Pilgrims: *winks at the camera*
You look like you come from a long line of restraining orders.
Today, a man looked me right in the face & said “You’re not hot!”
Actually it was a cop &he said “Here’s your ticket. Have a nice evening.”
What the hell is going on?
Pet peeve. Toilets that flush 4 me the moment I stand. I’d like to see the work I’ve done before it’s violently ripped from my view. #life
Charlie: I can’t believe you’re giving me the whole chocolate factory
Wonka: Yup, all of it. Starting with these four law suits
The hardest part of parenting is, and I can’t stress this enough, the kids.
I can’t keep up with all of these fake national holidays. So on that note, Happy Merry Brother Sister Taco Baby Mama Daddy Cat Dog Ice Cream Day. Oh and Peanut Butter
[at checkout counter]
Would ya like to donate $1 to-
-No
But you didn’t let me finish
-Is it $1 toward you shutting your mouth?
No
-Then no
The highest paid minds in campaign fundraising are hard at work figuring out how to send me more mail that I hate
Me: *struggling to focus on my yoga pose*
Cockroach: *crawls out of my yoga mat toward the instructor*
Time zones shouldn’t be based on geography, they should be based on age. For example, you may think it’s only 10:30, but for a 40yo, it’s actually two in the morning.
Why do they call it multiple personality disorder and not being a people-person?
My fear of cockroaches started when I hit one with a rolled up magazine and it held up a tiny ‘LOL’ sign and ran under the fridge.

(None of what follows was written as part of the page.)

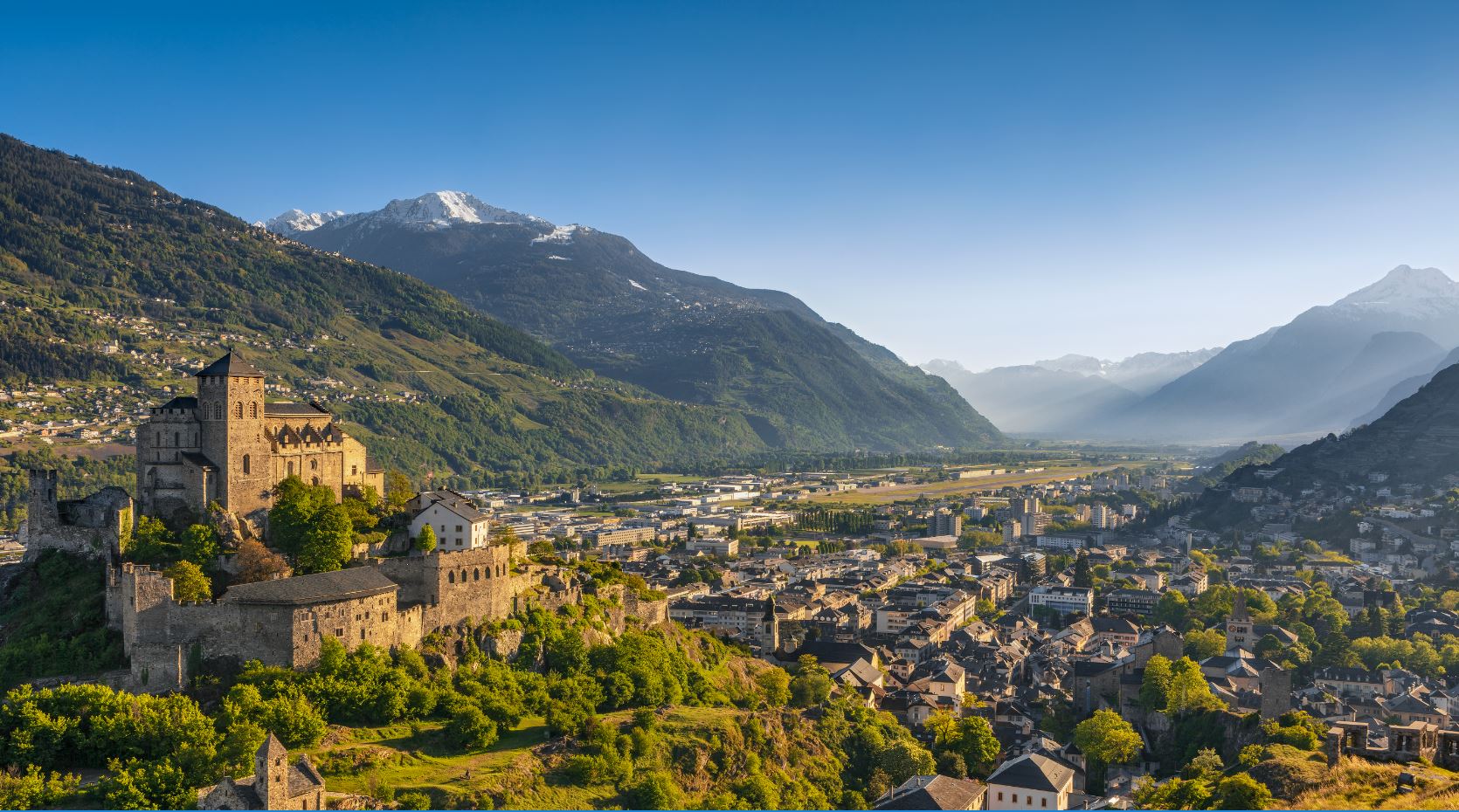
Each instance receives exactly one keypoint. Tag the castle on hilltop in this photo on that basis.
(230, 446)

I’m really not sure how many times I’ll search for my phone with the flashlight on my phone before I realize I’m an idiot….
We had 3 kids, I don’t remember their names and they somehow find us even after we move
I feel pretty smart until I realize the wild ducks I’m surprised by on my neighbor’s lawn are metal lawn ornaments he’s had for 5 years.
I’m aging like an avocado. By the time I finally noticed my prime it was too late.